Normalising Nerves
Often, when the time comes around for certain events that can cause a lot of stress such as exam time or new job interviews, we can develop a lot of nervous energy. I remember vividly before big examinations in school when some peers would be visibly nervous - sometimes pacing, shaking, stumbling over their words and having to take deep breaths. It’s natural to feel like that in those situations.
Even the most fearless experience nerves at some point in their life. Understanding how to combat our nervousness, and the science behind it, can be a great tool to learn early on in life so that we feel confident in scary situations.
The science behind the butterflies
If you’ve ever been really nervous before, perhaps in the waiting room before an interview or waiting to meet a potential love interest for a date, you’ll have felt the sensations of nausea and ‘fluttering’ more widely known as ‘butterflies’ in your stomach. Of course, science can explain a lot about our fluttery stomachs and why we feel butterflies.
According to Bradley Elliot, a lecturer in Physiology at the University of Westminster:
“The autonomic nervous system (ANS) can be split into two roughly equal branches — the sympathetic and the parasympathetic, or…the “fight-or-flight” and the “rest-and-digest” branches…
So what’s this got to do with butterflies? One of the major roles of the ANS is to prepare you for what it thinks is about to happen. This gives an evolutionary advantage since if you see a sabre-toothed tiger about to pounce, you don’t want your valuable oxygen-filled blood to be busy with your last meal. Ideally, you would want this blood to be temporarily redirected to muscles in your legs so that you can run away slightly faster.
So, your “fight-or-flight” sympathetic system kicks in and becomes dominant over parasympathetic activity. This also causes a release of adrenaline, which both increases your heart rate (to pump more blood and faster), releases huge amounts of glucose from the liver, and shunts blood away from the gut. The blood is redirected toward the muscles in the arms and legs which makes them ready to either defend you or run away faster — the “fight-or-flight” that you’ll probably be familiar with.
…The blood vessels specifically in this region [the gut] constrict, reducing blood flow through the gut which in turn produces the oddly characteristic “butterflies” feeling in the pit of your stomach.”
To read Dr Elliot’s full article, click here.
Healthy vs unhealthy nerves
Having a healthy nervous system can be just as important as maintaining good mental or physical health. A lot of what keeps our nervous system healthy is related to our general health, for example, drinking lots of water, getting lots of sleep, and making sure your body gets the nutrients it needs. In terms of our anxiety and the nerves that come with heightened pressure such as exams, it’s important to identify the difference between what is healthy and what is unhealthy.
Butterflies in your stomach, sweaty palms, self-doubt - all of these are totally normal symptoms of nerves. If you care about what you’re doing and how well you perform, it’s likely you’ll experience all of these. When your nerves begin to physically affect you, for example, causing vomiting, increased heart rate, dry mouth, muscle tension and rapid breathing, that’s when your nerves equate to unhealthy anxiety and we need to learn to combat them.
Regardless of whether you are experiencing a real or perceived threat – unhealthy anxiety occurs when it is affecting your day-to-day life. If anxiety is interfering with your ability to emotionally connect with family and friends, to focus at work or school, to attend social functions, or to eat and sleep - then it is unhealthy!

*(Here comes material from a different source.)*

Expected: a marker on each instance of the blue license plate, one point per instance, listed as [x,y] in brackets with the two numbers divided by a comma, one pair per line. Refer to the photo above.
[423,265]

How to harness the power of healthy nerves
At Speaking Works we begin work early on learning to grasp the distinction between healthy and unhealthy nerves. We have a vast collection of tools and tips to help target performance anxiety that we teach all of our students. Some of which include:
Breathe, breathe, breathe
Breath is so important. Take deep, meaningful breaths to help slow down your heart rate and steady your breathing.
Affirm yourself
You are ready. You have rehearsed. You are prepared. Affirm yourself always, and in doing so, notice your self-confidence growing.
Visualise success
Visualise yourself leaving the exam hall, or the job interview, positively. You can do it, and you will do it to the best of your ability. Visualise your own success and ground your breathing in that visualisation.
Feel your feet
Wiggle your toes within your shoes. Feel where the soles of your feet are in contact with your shoes. Ground yourself from your head all the way to the earth at your feet. Allow that grounding of yourself to lower your anxiety and bring you back to ground level.
There are many ways to tackle nerves. At Speaking Works, we begin first by normalising nerves as everyone will feel nervous at some point in their lives! From there, we can start to tackle our nerves. It’s a personal journey, something that works for one person may not work for another.